Tempered Irreducible Unitary Representations of the Free group

Tim Steger
UNISS, Italy

Let Γ be a noncommutative free group on finitely many generators. We consider unitary representations of Γ which are weakly contained in the regular representations. Equivalently, these are the "tempered" representations, those whose matrix coefficients are almost in ℓ2. Let Ω be the natural boundary of Γ. A representation which acts in a certain well-defined natural way on some L2-space on Ω is called a boundary representation. All boundary representations are tempered. Conversely, if π is any tempered representation, there is an inclusion of π into some boundary representation. Such an inclusion is a boundary realization of π.



Consideration of examples leads to the duplicity conjecture: a given irreducible tempered representation has at most two inequivalent, irreducible boundary realizations. We give the details of this conjecture.



There are lots of representations of Γ, and one's intuition is that a "generic" representation is irreducibile. However, proving the irreducibility of a specific representation is usually difficult. In many cases, an analysis going by way of boundary realizations works. In certain cases one can prove simultaneously that a representation is irreducible and that it has exactly two inequivalent, irreducible boundary realizations. In other cases one can prove that it has exactly one boundary realization. These theorems are joint work with Waldemar Hebisch.

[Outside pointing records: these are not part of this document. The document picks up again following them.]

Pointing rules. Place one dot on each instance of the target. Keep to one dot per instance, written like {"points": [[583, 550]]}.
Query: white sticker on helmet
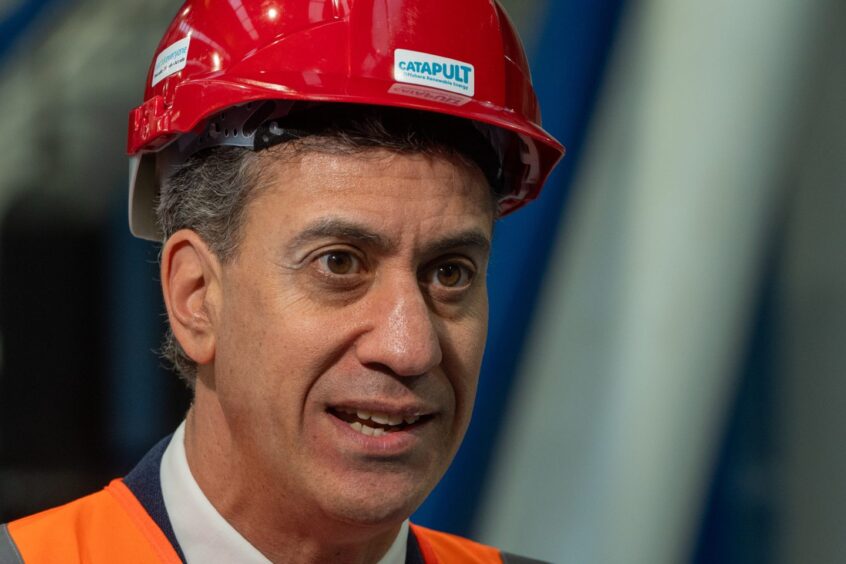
{"points": [[423, 69], [171, 60]]}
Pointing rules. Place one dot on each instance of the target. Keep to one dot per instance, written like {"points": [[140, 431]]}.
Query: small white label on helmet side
{"points": [[424, 69], [171, 60]]}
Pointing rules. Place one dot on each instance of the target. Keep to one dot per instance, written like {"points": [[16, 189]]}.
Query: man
{"points": [[324, 177]]}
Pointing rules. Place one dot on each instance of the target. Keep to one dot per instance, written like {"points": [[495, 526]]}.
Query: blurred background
{"points": [[664, 375]]}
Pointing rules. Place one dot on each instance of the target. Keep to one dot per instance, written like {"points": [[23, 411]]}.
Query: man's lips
{"points": [[375, 421]]}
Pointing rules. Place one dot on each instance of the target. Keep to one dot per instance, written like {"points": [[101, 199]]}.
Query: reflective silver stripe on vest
{"points": [[508, 558], [8, 550]]}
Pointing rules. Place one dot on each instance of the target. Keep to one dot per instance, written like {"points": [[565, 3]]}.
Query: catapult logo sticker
{"points": [[423, 69], [171, 60]]}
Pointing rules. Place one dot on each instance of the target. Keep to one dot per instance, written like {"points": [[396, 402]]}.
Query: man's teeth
{"points": [[381, 419]]}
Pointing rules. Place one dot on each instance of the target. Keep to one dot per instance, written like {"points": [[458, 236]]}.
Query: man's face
{"points": [[350, 330]]}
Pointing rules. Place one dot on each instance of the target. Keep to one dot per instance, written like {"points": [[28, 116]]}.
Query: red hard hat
{"points": [[457, 57]]}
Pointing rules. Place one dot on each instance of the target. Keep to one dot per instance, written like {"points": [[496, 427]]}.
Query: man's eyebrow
{"points": [[467, 239], [332, 227], [337, 228]]}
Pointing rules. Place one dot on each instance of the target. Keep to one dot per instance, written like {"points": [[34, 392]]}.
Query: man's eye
{"points": [[452, 275], [340, 263]]}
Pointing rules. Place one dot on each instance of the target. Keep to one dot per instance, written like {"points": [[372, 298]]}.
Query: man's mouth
{"points": [[374, 423]]}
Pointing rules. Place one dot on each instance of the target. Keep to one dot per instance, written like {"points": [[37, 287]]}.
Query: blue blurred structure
{"points": [[567, 70], [18, 20]]}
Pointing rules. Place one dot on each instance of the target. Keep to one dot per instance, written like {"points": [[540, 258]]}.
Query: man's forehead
{"points": [[336, 175]]}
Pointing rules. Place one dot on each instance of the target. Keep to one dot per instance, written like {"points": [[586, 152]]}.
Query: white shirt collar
{"points": [[203, 534]]}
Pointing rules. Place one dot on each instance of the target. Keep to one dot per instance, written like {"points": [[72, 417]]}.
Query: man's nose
{"points": [[402, 333]]}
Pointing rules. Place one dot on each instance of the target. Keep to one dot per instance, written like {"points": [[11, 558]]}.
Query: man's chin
{"points": [[385, 504]]}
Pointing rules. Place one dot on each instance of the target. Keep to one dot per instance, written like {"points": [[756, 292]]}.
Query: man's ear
{"points": [[190, 274]]}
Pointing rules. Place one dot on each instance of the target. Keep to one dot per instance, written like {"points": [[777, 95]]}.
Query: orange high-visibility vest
{"points": [[113, 526]]}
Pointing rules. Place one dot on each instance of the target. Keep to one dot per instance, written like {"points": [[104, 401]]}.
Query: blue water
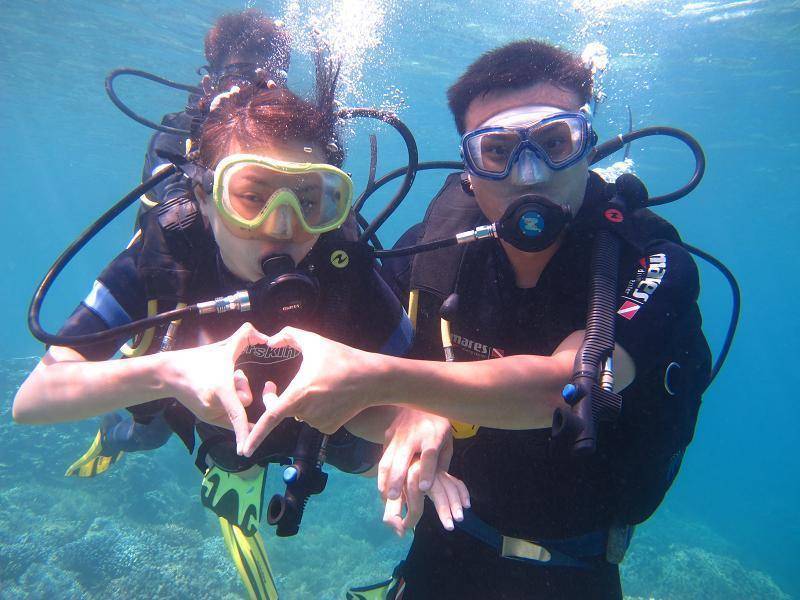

In joint work with Gabriella Kuhn we construct a large class of irreducible tempered representations of the free group. Although this class covers almost nothing of the (unmanageably enormous) tempered unitary dual, it does cover most of the provably irreducible tempered representations discussed in the literature. Our methods give a uniform proof of the irreducibility and inequivalence for representations in our class. The duplicity conjecture holds for these representations and the idea of boundary realization is fundamental in the proofs.